The Skeptics contend that, as a national current affairs programme, the Holmes show should have looked beyond the entertainment value of a sick child and desperate parents and asked those questions.

Those sorts of questions, indicating well-researched, informative journalism, were prominent in the winners of the Skeptics’ 1999 Bravo Awards.

Brian Rudman of the New Zealand Herald was one of the few people to look at the sorry history of the Rife quantum booster business — described in his article of May 11 as “health fraud in its darkest form”.

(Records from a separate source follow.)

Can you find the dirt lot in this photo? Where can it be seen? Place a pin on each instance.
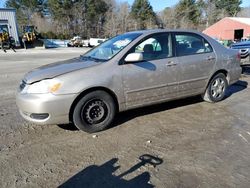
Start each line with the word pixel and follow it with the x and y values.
pixel 191 143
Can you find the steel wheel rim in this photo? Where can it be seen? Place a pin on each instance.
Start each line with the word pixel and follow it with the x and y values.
pixel 218 88
pixel 94 111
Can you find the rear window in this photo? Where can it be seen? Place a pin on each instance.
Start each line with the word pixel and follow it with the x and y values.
pixel 191 44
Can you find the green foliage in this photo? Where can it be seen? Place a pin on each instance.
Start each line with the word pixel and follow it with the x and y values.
pixel 143 12
pixel 188 11
pixel 25 9
pixel 232 7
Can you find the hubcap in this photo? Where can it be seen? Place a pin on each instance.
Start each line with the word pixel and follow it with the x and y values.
pixel 218 88
pixel 94 111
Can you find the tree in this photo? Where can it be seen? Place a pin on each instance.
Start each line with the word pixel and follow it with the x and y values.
pixel 188 13
pixel 144 15
pixel 25 9
pixel 231 7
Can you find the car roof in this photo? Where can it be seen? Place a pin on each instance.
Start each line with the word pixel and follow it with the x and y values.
pixel 151 31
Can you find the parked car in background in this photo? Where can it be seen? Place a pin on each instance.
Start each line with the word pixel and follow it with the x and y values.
pixel 77 41
pixel 131 70
pixel 243 47
pixel 95 41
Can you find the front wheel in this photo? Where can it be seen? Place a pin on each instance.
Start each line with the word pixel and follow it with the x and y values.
pixel 216 89
pixel 94 112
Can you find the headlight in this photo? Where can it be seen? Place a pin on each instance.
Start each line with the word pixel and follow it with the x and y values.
pixel 44 86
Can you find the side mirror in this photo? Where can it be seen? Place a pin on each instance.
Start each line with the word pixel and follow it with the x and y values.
pixel 134 57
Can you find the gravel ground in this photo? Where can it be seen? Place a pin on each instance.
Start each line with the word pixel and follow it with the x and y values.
pixel 184 143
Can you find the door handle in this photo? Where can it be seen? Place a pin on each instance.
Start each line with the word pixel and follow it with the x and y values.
pixel 171 63
pixel 210 58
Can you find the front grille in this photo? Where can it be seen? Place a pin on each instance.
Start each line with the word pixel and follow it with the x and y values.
pixel 22 85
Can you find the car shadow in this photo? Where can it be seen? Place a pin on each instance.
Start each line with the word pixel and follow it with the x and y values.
pixel 95 176
pixel 68 127
pixel 235 88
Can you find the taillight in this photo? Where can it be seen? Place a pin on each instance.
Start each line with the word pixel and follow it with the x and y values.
pixel 238 56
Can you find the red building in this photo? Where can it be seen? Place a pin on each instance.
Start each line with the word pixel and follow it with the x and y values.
pixel 230 28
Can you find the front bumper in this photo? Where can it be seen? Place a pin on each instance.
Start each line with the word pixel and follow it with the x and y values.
pixel 234 74
pixel 45 108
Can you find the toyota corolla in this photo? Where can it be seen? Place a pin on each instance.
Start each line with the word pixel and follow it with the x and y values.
pixel 131 70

Pamela Stirling of the Listener gained a Bravo Award for an article examining the claims of quantum booster proponents (May 29, 1999) and showed that her critical thinking was well developed in a piece on the herbal cellulite remedy Cellasene (November 28, 1998).

Dr Roderick Mulgan was also recognised with a Bravo Award for his Wellness column in Grace, covering a variety of subjects of importance to a greater understanding of health and risks, including the placebo effect (December 1998) and cellphone health scare stories (August 1999).